Segundo Sá Guimarães, temas que podem beneficiar os dois lados são meio ambiente e defesa da democracia — pautas que ambos os presidentes têm demonstrado interesse em desenvolver.
“As relações do governo Bolsonaro com os Estados Unidos não eram das melhores desde que Joe Biden assumiu a Presidência. E é curioso notar que as últimas autoridades americanas que visitaram o Brasil antes do novo governo deram muita ênfase à necessidade de preservar a democracia e não questionar o resultado das eleições.”
Já quando se trata da China, existem setores poderosos absolutamente interessados na manutenção de boas relações com o país, como é o caso do agronegócio e da mineração.
Para Tulio Cariello, diretor de conteúdo e pesquisa do Conselho Empresarial Brasil-China (CEBC), o afastamento entre Brasília e Pequim durante o governo de Jair Bolsonaro “foi uma ação ‘teatral’ de uma minoria do governo passado”, que não deve impactar em nada os laços daqui para frente.

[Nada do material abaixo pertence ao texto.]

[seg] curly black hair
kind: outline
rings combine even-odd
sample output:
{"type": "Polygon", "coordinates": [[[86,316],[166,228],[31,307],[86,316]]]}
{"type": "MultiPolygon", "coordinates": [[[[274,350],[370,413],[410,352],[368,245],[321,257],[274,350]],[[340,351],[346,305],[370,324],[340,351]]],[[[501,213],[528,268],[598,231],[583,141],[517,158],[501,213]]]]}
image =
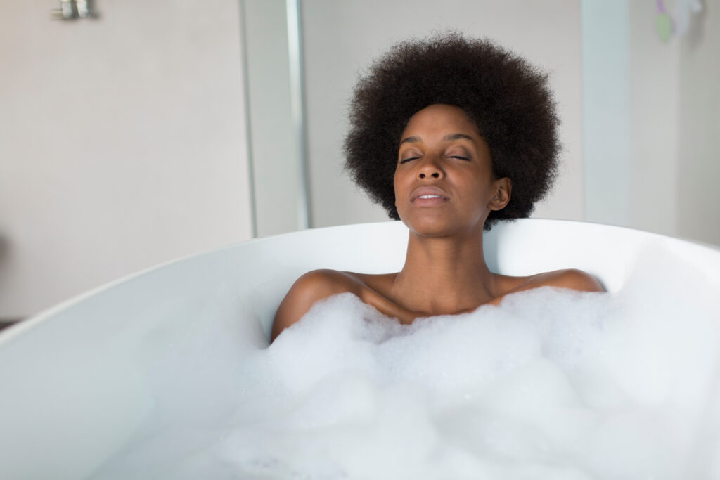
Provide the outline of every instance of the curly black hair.
{"type": "Polygon", "coordinates": [[[560,150],[547,75],[488,40],[449,32],[393,47],[361,76],[350,105],[346,168],[390,217],[400,135],[429,105],[462,108],[487,142],[496,178],[509,177],[510,202],[484,226],[528,217],[557,174],[560,150]]]}

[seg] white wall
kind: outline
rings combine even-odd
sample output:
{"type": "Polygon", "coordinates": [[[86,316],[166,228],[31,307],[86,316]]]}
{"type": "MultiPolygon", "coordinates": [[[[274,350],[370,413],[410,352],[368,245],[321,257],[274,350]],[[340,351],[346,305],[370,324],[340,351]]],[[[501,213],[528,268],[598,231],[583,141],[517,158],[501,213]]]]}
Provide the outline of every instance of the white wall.
{"type": "Polygon", "coordinates": [[[720,245],[720,0],[680,45],[679,235],[720,245]]]}
{"type": "Polygon", "coordinates": [[[0,318],[251,236],[238,3],[58,5],[0,2],[0,318]]]}
{"type": "Polygon", "coordinates": [[[302,7],[313,226],[387,219],[342,171],[348,100],[374,58],[398,41],[446,28],[496,40],[550,73],[563,165],[534,216],[583,218],[577,1],[305,0],[302,7]]]}
{"type": "Polygon", "coordinates": [[[720,0],[702,4],[663,42],[652,2],[582,2],[586,219],[720,245],[720,0]]]}

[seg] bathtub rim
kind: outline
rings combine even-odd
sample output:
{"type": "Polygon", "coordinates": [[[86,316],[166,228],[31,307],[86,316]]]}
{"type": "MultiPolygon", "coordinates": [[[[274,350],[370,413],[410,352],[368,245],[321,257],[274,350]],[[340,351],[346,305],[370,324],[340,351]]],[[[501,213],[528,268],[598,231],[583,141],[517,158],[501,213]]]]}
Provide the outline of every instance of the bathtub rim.
{"type": "MultiPolygon", "coordinates": [[[[505,227],[505,226],[512,225],[517,223],[536,223],[540,222],[543,224],[548,224],[552,225],[571,225],[571,224],[579,224],[582,225],[588,225],[589,227],[602,227],[607,228],[609,230],[613,230],[616,231],[625,231],[630,235],[642,235],[647,238],[654,238],[654,239],[664,239],[665,240],[670,240],[672,242],[680,242],[683,243],[690,244],[695,247],[699,247],[701,248],[708,248],[711,250],[714,250],[715,252],[720,253],[720,245],[716,245],[711,243],[708,243],[706,242],[702,242],[700,240],[696,240],[693,239],[685,238],[682,237],[674,237],[671,235],[666,235],[660,233],[656,233],[654,232],[648,232],[646,230],[642,230],[636,228],[632,228],[630,227],[624,227],[621,225],[613,225],[611,224],[605,224],[597,222],[585,222],[583,220],[567,220],[567,219],[544,219],[544,218],[522,218],[516,219],[511,221],[505,221],[500,222],[493,227],[493,229],[490,231],[490,232],[486,232],[485,235],[492,235],[493,230],[497,233],[498,230],[501,230],[505,227]]],[[[355,224],[348,224],[344,225],[333,225],[330,227],[319,227],[314,228],[308,228],[302,230],[296,230],[294,232],[287,232],[284,233],[279,233],[274,235],[268,235],[266,237],[259,237],[256,238],[251,238],[247,240],[243,240],[240,242],[236,242],[234,243],[228,244],[225,246],[218,247],[216,248],[212,248],[207,250],[204,250],[199,253],[190,253],[188,255],[182,255],[173,258],[166,261],[161,262],[159,263],[153,265],[146,268],[143,268],[138,271],[122,276],[114,280],[111,280],[104,284],[96,286],[94,288],[90,289],[86,291],[78,294],[70,298],[63,300],[54,305],[48,307],[38,312],[37,313],[31,315],[28,318],[20,320],[15,322],[13,325],[10,325],[6,327],[2,330],[0,330],[0,348],[15,339],[17,337],[22,335],[26,331],[32,329],[36,325],[38,325],[43,322],[45,322],[48,318],[50,318],[55,314],[60,313],[63,310],[71,308],[75,305],[89,299],[95,295],[102,293],[107,290],[109,290],[117,285],[123,284],[126,281],[130,281],[136,279],[139,279],[142,276],[148,275],[155,272],[156,271],[161,270],[163,268],[169,267],[172,265],[179,263],[190,259],[197,259],[203,255],[216,254],[222,252],[226,250],[230,250],[233,248],[236,248],[240,245],[250,245],[257,243],[258,242],[263,242],[269,240],[270,239],[275,239],[278,237],[287,237],[287,236],[302,236],[304,235],[315,235],[320,230],[329,231],[333,230],[340,230],[340,229],[350,229],[352,227],[356,228],[363,228],[363,227],[379,227],[381,225],[385,225],[387,224],[394,224],[398,225],[402,223],[400,220],[387,220],[382,222],[369,222],[364,223],[355,223],[355,224]]],[[[399,225],[398,225],[398,227],[399,225]]]]}

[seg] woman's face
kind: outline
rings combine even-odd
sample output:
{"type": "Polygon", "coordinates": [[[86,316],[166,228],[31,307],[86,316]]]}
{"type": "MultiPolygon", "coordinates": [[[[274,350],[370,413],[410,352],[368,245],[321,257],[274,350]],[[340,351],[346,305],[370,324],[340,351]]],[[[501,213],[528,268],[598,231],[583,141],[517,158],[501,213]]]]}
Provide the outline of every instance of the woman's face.
{"type": "Polygon", "coordinates": [[[482,235],[490,210],[510,200],[510,179],[493,178],[490,148],[454,105],[431,105],[410,118],[394,185],[400,219],[423,236],[482,235]]]}

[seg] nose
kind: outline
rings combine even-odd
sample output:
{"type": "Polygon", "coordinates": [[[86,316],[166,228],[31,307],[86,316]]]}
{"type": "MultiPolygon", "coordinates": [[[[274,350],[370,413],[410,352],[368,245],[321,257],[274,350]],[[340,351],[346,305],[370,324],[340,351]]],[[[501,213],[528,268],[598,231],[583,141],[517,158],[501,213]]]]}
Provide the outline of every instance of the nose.
{"type": "Polygon", "coordinates": [[[439,161],[433,155],[427,155],[422,159],[418,177],[420,178],[441,178],[445,176],[439,161]]]}

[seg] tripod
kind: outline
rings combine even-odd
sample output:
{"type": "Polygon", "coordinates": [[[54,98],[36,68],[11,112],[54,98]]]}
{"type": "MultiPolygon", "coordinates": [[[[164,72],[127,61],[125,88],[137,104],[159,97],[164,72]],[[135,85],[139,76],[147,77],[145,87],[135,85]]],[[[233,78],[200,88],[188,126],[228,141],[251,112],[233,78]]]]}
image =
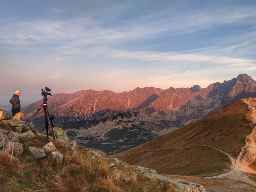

“Minha percepção sobre a relação com a China é que agora teremos maior interesse da parte brasileira em explorar novas formas de cooperação, inclusive em organismos multilaterais em que os dois países estão presentes, além de maior boa vontade em relação a projetos de tecnologia e infraestrutura”, diz Cariello, que aposta também em uma ampliação do diálogo na área de meio ambiente.
“Até mesmo parte da indústria (aquela que compra insumos importados) busca intensificar as relações com a China.”
Davos
Apesar do calendário inicial de viagens cheio, Lula decidiu não comparecer ao Fórum Econômico Mundial, em Davos, na Suíça. O presidente preferiu enviar os ministros do Meio Ambiente, Marina Silva (Rede), e da Fazenda, Fernando Haddad (PT), para representá-lo.
Segundo interlocutores de seu governo, a ida à COP-27, a conferência da Organização das Nações Unidas (ONU) que discute as mudanças climáticas, antes da posse, em novembro, já teria servido como uma boa interlocução com outras autoridades e uma vitrine para seus planos futuros.
Mas, para Sá Guimarães, a decisão pode ter sido equivocada. “Só participar da COP-27 e falar sobre o meio ambiente, que é a pedra angular da política externa dele, não é suficiente. Ele precisa entrar mais no palco internacional”, diz.
Segundo o professor da USP, a reunião poderia servir como um pontapé inicial para as discussões levantadas pelo G20, grupo do qual o Brasil será o próximo presidente pelo período de um ano, a partir de novembro de 2023.
“Presidir o G20 significa sediar centenas de encontros preparatórios para a reunião de cúpula que acontece em setembro de 2024. É uma grande oportunidade de política externa, mas também para as áreas de economia, finanças e meio ambiente.”